Am 15.11.2016 um 16:18 schrieb Robert Nichols:
On 11/15/2016 07:32 AM, Sven Eschenberg wrote:
Obviously it is not a bug in cryptsetup, but rather in dracut and some
distributions initrd scripts. What's really annoying about the CVE is
the fact, that it is mostly irrelevant. If I can get to the password
entry of an initrd, I obviously have control over the boot process.
If I
do have control over the boot process I have a splendid variety of
options to do all the things described in the CVE.

I wonder why the authors of the CVE recommend to freeze the system,
instead of adding auth to get a shell. Seems quite stupid to completely
remove the ability to investigate problems.

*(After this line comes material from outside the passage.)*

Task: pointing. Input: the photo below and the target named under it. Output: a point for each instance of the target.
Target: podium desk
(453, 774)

The boot process can be configured to deny that control (BIOS configured
to boot from the internal drive only, GRUB set up to require a password
for all except the default selection).

Interesting, haven't seen any such firmware so far for PC. A firmware
that indeed can disable the bootmenu etc. whilst not requiring a
password during boot would be the one exception of course.
Most firmwares will actually happily boot the configured port, even when
the device is switched over, with one exception: Secure Boot with a
uniquely signed bootloader and a unique key installed in the firmware.
(Requires a non vendor key).

The machines I have all either (a) if a BIOS administrator password is
set, requires that password in order to enter the boot menu, or (b)
allow all alternative devices to be excluded as boot device candidates.
Either way, you need the BIOS administrator password to get to an
alternative boot device.


Surprisingly this seems to be the case for the machine I just tested. I'd assume an extra option+PW for the boot menu however, since it is not a direct access to the setup nor a persistent change. So, yes, admitted, with an admin PW one can get all the way to the initram without entering an extra password. I wonder however how securely that password is stored?

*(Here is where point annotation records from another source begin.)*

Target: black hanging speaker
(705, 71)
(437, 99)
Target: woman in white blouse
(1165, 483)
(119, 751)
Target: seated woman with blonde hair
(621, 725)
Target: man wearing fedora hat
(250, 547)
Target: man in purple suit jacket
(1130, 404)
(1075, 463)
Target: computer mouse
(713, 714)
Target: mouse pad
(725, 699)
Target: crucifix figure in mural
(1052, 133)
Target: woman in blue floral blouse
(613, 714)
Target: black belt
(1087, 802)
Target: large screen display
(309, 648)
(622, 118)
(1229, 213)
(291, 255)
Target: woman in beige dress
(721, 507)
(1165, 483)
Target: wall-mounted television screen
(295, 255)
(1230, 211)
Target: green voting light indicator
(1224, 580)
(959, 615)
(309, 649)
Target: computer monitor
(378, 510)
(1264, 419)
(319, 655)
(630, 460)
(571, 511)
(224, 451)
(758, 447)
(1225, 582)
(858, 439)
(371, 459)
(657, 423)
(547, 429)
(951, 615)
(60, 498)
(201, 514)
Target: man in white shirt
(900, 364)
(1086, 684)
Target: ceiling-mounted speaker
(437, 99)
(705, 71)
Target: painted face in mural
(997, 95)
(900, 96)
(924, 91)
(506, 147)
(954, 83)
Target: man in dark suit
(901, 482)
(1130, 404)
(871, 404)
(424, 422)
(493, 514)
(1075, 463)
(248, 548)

On a Red Hat system with an encrypted root filesystem, I get 5 attempts
to enter the encryption password. Then the system locks up, and the only
options are to (a) press <ESC> to dismiss the graphical boot screen and
see a "wrong password" message, and/or (b) press CTRL-ALT-DEL to reboot.


I'm still considering this a stupid approach, I prefer a sulogin with
auth approach and happily live with it.

sulogin is going to be hard to do if the root filesystem (where
/etc/shadow resides) has not been decrypted. You would have to have some
alternative password mechanism, and you can already accomplish that in
GRUB with password-protected alternatives.

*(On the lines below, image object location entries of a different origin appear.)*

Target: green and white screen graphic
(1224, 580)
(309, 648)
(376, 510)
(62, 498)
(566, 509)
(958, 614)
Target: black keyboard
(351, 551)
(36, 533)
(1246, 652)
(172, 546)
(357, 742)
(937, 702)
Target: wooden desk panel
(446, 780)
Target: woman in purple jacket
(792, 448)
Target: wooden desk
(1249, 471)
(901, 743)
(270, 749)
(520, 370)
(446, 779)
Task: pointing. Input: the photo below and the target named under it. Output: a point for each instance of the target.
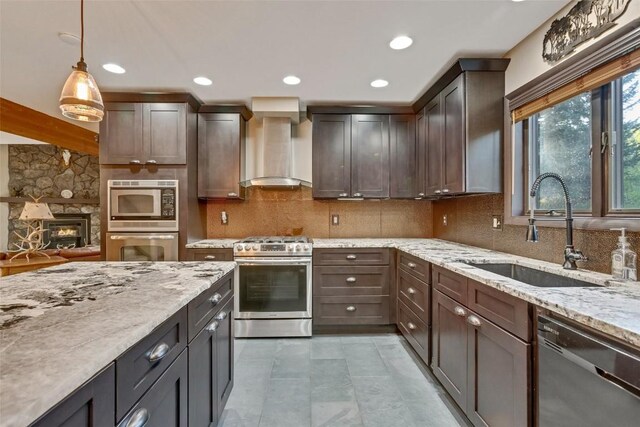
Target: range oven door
(278, 288)
(142, 247)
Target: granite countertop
(613, 308)
(61, 325)
(212, 244)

No, the root filesystem is the initram (initrd) until rootfs is switched over - all you have to do is adding a passwd(file) with an entry to it. You won't need shadow anyway, since the only login supported is a root login, which implies full access to shadow (usually). Of course you would probably not want to just grep the root line from the system, but generate a single line passwd(file) with an entry for root with some seperate password. If you trust on the cryptographic strength of the hashing and salting in the passwd/shadow files, you could include them aswell and support user and root logins with sulogin (during initrd). Using shadow in this particular case makes sense again.